Timely demises. Expected ends. Prompt partings. Saddened swallows, with an insatiable taste for blood, swoop low over earth’s forgotten, least mourned cadavers. Filled with carnivorous intent, this feast, and a divine distraction from their ostentatious flights of calcified fancy. Jagged beaks tear and slash through the sallow, soft residue, sharpening themselves on what were once tender clumps of osseous matter that cosseted organs and provided a structural cohesion to an otherwise flimsy edifice. Strewn morsels of chewed flesh glisten and glide across luxuriously carpeted abodes.
Hysterics Of Yore once shattered the harmonies of nature with brute force abstinence.
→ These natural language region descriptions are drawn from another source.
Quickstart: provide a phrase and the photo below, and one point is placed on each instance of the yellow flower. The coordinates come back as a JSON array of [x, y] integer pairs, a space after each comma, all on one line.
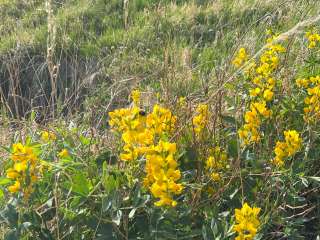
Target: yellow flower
[[26, 169], [135, 95], [47, 136], [268, 95], [288, 148], [247, 222], [63, 153], [241, 58], [313, 38], [15, 187], [12, 174]]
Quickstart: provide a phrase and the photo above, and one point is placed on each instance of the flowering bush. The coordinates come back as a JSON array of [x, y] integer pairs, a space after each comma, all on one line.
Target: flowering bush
[[179, 168]]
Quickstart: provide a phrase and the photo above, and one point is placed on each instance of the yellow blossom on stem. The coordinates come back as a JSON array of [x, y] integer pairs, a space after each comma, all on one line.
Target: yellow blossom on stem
[[313, 39], [48, 136], [247, 222], [201, 120], [25, 170], [135, 95], [241, 58], [64, 153], [288, 148]]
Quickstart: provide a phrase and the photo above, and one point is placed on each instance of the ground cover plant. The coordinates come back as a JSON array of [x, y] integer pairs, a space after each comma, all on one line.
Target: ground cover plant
[[219, 142]]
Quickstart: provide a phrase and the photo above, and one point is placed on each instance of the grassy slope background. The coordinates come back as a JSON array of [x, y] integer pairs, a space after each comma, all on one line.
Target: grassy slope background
[[176, 48]]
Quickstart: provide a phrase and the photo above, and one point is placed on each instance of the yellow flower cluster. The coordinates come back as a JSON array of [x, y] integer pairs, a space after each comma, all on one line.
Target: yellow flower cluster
[[216, 162], [241, 58], [312, 102], [247, 222], [135, 95], [313, 38], [201, 119], [26, 169], [145, 135], [162, 173], [48, 136], [262, 92], [288, 148], [64, 153]]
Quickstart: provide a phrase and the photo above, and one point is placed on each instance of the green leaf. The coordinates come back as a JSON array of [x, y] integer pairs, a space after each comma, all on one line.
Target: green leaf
[[233, 148], [4, 181], [80, 184], [117, 219], [84, 140], [132, 212], [11, 235]]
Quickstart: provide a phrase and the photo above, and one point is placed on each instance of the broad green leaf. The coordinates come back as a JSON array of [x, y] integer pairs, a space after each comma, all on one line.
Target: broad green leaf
[[4, 181], [80, 184]]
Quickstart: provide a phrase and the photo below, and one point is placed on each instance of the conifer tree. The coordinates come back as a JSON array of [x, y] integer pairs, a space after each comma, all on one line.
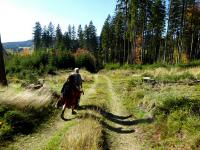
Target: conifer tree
[[37, 33], [3, 80]]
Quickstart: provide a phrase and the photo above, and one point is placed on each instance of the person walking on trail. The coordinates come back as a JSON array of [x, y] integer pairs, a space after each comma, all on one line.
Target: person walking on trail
[[78, 82]]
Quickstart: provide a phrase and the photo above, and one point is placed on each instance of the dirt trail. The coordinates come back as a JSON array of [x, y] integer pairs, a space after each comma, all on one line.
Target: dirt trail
[[125, 138], [119, 126]]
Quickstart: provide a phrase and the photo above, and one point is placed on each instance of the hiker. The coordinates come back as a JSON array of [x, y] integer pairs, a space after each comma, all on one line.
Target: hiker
[[70, 94], [78, 82]]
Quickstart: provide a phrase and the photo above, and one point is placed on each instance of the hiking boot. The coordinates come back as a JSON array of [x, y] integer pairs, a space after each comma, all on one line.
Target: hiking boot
[[74, 112]]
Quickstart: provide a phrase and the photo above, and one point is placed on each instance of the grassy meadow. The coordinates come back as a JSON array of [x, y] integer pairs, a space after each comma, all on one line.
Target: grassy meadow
[[167, 96]]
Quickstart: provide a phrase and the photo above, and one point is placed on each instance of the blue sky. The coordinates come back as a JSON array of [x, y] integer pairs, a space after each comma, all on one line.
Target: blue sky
[[18, 17]]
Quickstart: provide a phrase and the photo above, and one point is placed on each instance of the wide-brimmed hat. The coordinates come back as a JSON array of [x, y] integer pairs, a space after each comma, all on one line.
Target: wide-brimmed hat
[[76, 70]]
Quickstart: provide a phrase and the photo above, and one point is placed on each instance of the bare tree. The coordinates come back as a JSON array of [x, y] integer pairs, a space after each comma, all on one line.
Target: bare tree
[[3, 80]]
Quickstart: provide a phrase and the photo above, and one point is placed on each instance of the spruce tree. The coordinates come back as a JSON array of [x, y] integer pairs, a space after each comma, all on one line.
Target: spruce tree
[[80, 36], [37, 33], [59, 38], [3, 80], [51, 35]]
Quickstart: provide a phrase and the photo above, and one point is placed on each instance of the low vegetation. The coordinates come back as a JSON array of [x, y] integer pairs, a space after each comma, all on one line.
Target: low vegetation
[[31, 67], [172, 100]]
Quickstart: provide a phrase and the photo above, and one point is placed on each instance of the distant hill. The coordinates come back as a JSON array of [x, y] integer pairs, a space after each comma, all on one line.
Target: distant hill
[[17, 45]]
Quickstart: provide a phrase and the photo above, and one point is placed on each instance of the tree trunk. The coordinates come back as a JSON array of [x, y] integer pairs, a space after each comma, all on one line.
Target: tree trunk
[[3, 80]]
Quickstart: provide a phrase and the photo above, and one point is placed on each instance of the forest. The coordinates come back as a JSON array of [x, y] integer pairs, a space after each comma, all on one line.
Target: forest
[[141, 82], [139, 32]]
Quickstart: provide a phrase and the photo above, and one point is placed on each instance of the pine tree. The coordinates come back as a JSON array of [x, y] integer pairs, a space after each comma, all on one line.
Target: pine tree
[[59, 38], [93, 45], [3, 80], [37, 33], [66, 41], [105, 39], [44, 38], [51, 35], [80, 36]]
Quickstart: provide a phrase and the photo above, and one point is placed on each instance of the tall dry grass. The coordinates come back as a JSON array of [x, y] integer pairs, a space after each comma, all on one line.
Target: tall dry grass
[[86, 135]]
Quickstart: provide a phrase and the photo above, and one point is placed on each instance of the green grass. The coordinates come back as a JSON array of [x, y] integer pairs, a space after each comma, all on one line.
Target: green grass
[[174, 106], [55, 141]]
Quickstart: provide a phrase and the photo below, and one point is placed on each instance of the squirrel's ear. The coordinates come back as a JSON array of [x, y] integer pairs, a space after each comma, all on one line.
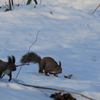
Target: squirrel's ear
[[13, 59], [59, 64], [9, 59]]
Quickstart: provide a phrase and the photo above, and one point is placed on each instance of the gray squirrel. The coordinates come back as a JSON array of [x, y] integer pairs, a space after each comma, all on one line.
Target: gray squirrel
[[7, 67], [48, 64]]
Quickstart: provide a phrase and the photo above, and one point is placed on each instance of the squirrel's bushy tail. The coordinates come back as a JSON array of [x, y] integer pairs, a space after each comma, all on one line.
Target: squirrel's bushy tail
[[30, 57]]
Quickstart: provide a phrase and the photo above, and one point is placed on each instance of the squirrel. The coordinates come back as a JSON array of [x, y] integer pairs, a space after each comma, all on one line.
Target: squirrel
[[7, 67], [46, 64]]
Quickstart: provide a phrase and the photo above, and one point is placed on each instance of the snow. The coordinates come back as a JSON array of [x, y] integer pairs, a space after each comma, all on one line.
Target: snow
[[68, 32]]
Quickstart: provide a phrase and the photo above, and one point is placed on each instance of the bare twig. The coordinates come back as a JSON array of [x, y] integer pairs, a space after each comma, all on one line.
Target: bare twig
[[96, 9], [27, 55], [55, 90], [21, 65]]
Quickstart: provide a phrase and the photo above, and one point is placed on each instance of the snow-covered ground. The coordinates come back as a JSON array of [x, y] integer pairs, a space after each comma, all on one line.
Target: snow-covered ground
[[68, 32]]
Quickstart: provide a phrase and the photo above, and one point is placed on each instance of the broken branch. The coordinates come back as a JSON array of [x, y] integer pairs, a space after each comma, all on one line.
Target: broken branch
[[22, 65], [96, 9], [55, 90]]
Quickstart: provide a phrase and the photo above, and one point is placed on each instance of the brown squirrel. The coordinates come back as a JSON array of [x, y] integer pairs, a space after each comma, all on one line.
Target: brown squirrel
[[48, 64], [7, 67]]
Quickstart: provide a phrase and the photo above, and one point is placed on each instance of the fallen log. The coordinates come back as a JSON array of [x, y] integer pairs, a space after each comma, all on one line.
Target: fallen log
[[55, 90]]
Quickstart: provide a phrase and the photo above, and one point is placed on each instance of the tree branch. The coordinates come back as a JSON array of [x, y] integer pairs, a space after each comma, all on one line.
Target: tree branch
[[55, 90]]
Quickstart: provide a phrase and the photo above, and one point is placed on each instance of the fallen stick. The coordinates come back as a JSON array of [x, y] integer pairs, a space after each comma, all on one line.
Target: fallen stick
[[96, 9], [22, 65], [55, 90]]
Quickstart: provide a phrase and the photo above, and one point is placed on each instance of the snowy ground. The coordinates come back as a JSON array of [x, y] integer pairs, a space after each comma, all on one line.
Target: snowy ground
[[68, 32]]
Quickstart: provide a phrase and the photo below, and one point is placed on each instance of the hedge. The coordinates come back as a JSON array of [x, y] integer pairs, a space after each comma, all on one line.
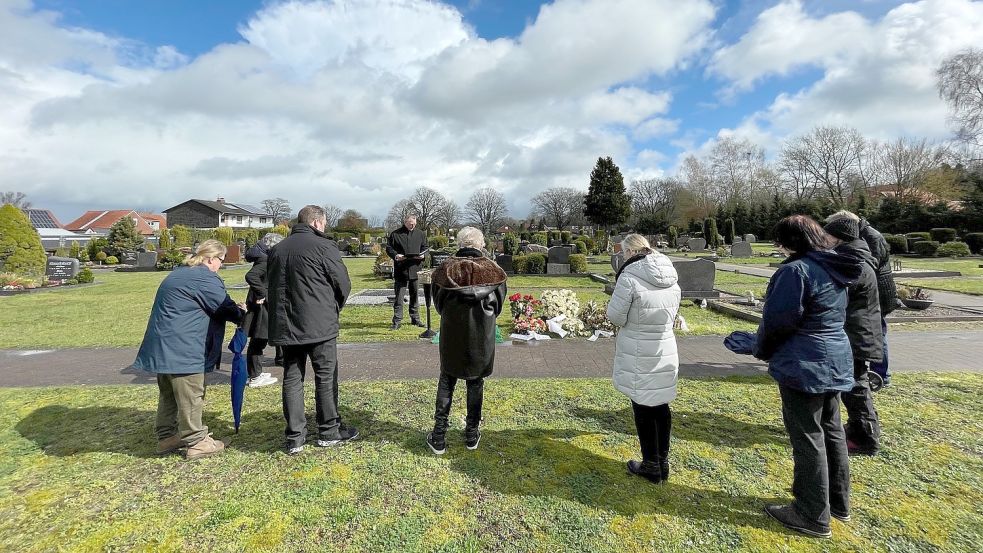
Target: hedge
[[926, 248], [943, 235]]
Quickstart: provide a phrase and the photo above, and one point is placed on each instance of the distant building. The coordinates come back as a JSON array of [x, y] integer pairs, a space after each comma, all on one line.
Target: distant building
[[98, 223], [218, 213]]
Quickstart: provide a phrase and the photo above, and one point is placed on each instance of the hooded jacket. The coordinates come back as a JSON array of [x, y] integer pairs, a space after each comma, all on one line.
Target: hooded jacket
[[644, 304], [887, 290], [256, 322], [469, 294], [863, 311], [307, 285], [801, 332]]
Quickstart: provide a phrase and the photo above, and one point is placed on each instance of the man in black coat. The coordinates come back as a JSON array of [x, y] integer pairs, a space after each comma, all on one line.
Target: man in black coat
[[406, 246], [307, 287], [863, 327], [886, 288]]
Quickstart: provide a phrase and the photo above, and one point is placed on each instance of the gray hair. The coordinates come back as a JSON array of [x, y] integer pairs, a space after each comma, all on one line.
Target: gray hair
[[841, 215], [470, 237], [271, 239]]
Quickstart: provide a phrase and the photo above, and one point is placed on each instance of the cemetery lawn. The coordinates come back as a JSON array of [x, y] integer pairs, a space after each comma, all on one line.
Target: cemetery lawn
[[78, 472]]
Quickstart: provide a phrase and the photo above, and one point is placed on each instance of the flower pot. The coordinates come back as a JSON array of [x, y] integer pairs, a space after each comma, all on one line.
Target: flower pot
[[918, 304]]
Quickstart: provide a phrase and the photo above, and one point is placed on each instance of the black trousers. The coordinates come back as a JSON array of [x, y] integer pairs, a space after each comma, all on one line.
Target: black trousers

They used to cowardly carp from the sidelines, denying and decrying the possibility of a future swathed in gentrified sustenance. Times have changed….tick…tock….tick…tock…People move on…Mrs Barabbas Cartland, bewilders with urgent regret lashing out at vague circumstances, yet ultimately ending on a note of dejected acceptance. “She died yesterday, for our sins, for our sisters in Clementine. She dies every day, for our sons, for our brothers in ermine…And she died when she did because she was old,” lead singer Sally Posh Larkers declares. Fay Wray Had To Go Before Hitting One Zero Zero is a shambolic turn of events; a lowly lament for King Kong’s one true love. The clattering Gone With The Hope summarises the life and times of Bob Hope in two words – ‘fickle splendour’. It heaves and hos up the stairs and through the chimney via a brittle harmonium-guitar freak out.
Timely Demises yearns and spurns the rituals the death. Hysterics Of Yore decided to stop chucking breezeblocks off motorway bridges. They wrapped their arms around a memory and relinquished their fear of life, celebrating its finite betrothal.